This delicious Kerala Egg Curry is the recipe of my close friend Reshma. Perks of having a mallu friend 😀 She used to cook this for me while both of us used to work in Bangalore few years back. We used to meet during the weekends just to cook, eat and relax 😛 Good old days 😀
This goes well with Chapathis and also along with rice. A perfect, easy peasy recipe for your lunch menu.
Do give it a try, you would love it 🙂
Kerala Egg Curry
- 1 tsp oil
- 1 clove
- 1 cinnamon
- 1 tsp fennel seeds
- 2 onions medium sized, sliced
- 1 tbsp ginger-garlic paste
- 1 green chilli chopped
- 1 tomato chopped
- 1 tsp coriander powder
- 3/4 tsp garam masala
- 1/4 tsp chilli powder
- 1/4 tsp turmeric powder
- 2 eggs hard boiled
- 1 tsp coriander leaves chopped
- In a pan, add 1 tsp oil, 1 clove, 1 cinnamon and 1 tsp fennel seeds and temper.

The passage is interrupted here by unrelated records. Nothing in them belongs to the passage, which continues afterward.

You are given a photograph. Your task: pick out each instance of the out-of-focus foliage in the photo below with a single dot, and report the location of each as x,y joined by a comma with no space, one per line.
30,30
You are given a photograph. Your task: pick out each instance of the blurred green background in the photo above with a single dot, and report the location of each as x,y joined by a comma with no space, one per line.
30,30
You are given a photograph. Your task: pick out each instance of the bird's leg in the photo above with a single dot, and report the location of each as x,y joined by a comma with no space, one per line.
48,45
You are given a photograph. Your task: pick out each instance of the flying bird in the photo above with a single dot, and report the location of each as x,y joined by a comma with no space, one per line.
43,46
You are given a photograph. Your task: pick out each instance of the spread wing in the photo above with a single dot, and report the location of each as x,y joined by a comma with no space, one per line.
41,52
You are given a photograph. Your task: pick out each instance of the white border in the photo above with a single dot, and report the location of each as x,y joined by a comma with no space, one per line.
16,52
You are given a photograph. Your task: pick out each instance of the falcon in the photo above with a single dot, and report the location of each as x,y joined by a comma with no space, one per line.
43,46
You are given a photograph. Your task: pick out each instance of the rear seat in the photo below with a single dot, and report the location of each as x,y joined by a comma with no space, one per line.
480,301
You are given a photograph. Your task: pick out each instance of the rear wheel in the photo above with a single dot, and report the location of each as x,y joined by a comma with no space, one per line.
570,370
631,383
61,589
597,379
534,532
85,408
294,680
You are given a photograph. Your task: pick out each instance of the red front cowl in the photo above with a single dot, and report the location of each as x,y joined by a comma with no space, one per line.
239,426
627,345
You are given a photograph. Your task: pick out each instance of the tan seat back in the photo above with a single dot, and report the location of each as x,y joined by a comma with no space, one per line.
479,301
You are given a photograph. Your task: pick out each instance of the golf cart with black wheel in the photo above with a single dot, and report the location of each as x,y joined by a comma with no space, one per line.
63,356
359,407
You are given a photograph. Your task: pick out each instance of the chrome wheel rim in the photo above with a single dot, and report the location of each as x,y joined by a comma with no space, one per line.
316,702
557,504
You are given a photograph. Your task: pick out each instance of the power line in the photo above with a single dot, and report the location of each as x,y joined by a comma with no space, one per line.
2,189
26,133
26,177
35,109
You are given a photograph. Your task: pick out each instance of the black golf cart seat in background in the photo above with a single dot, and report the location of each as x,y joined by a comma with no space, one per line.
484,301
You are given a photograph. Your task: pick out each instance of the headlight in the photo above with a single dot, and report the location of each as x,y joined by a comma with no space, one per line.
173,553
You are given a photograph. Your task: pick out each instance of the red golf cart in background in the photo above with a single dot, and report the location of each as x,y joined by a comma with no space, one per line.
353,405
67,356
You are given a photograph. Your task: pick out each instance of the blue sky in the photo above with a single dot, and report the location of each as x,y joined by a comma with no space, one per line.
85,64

- Add 2 sliced onions and saute them.
- Next, add the ginger-garlic paste and the green chillies. And saute the mix in medium flame until onions are caramelized. This step is very important.

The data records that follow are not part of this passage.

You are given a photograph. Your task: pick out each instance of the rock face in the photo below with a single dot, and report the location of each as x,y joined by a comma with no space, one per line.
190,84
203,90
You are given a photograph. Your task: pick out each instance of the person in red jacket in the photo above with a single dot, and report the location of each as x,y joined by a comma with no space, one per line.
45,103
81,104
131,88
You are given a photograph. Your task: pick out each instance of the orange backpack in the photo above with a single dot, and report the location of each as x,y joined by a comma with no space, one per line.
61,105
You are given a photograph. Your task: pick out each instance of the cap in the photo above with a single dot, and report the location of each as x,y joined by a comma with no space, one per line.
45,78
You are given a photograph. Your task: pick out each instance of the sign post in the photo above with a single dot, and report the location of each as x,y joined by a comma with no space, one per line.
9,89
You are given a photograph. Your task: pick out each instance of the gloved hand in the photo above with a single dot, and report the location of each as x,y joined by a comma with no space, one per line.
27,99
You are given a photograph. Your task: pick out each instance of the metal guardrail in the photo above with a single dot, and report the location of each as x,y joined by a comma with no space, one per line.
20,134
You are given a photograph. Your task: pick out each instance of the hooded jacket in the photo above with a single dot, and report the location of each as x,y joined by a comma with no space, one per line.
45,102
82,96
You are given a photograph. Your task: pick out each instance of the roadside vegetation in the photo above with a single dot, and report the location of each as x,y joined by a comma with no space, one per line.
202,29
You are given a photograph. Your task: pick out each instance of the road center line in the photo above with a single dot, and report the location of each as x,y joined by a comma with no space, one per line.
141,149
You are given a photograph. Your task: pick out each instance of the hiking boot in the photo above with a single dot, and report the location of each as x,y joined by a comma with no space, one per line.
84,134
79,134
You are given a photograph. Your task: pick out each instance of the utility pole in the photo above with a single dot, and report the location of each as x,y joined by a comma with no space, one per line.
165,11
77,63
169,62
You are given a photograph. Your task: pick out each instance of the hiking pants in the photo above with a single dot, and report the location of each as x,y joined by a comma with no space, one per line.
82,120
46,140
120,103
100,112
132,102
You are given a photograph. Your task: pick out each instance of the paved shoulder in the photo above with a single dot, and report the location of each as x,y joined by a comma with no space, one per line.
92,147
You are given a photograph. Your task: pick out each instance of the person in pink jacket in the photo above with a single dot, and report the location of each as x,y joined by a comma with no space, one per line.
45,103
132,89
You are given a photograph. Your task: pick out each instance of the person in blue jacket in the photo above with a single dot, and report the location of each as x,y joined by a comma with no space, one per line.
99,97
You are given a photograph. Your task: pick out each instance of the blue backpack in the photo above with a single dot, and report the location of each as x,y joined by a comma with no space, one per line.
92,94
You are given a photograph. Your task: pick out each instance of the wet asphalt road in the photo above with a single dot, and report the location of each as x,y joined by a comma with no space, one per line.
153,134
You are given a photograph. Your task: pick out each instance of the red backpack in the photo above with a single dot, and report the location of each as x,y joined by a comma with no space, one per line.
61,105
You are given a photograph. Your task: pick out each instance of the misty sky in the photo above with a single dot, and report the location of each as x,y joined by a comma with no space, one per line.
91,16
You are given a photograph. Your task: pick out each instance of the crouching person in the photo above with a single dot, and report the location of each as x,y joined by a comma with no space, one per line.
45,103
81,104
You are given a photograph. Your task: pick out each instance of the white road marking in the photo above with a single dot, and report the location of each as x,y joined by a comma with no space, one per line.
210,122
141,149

- Add 1 chopped tomato and mix it in medium flame until tomato becomes mushy.
- Add 1 tsp coriander powder, 3/4 tsp garam masala, 1/4 tsp chilli powder, 1/4 tsp turmeric powder, salt and mix it well.
- Add 3-4 tbsp of water ( enough water for the mix to immerse ) and allow it to boil in medium flame for 4-5 mins.
- Slit the boiled eggs around 4 corners and add it in the mix. Give it a stir.
- Cook in low flame for 3-4 mins. Garnish with coriander leaves at the end. It is done.
- Add onions : tomato in the ratio of 2:1
- Original recipe asked for egg masala; I replaced it with garam masala which was equivalently tasty.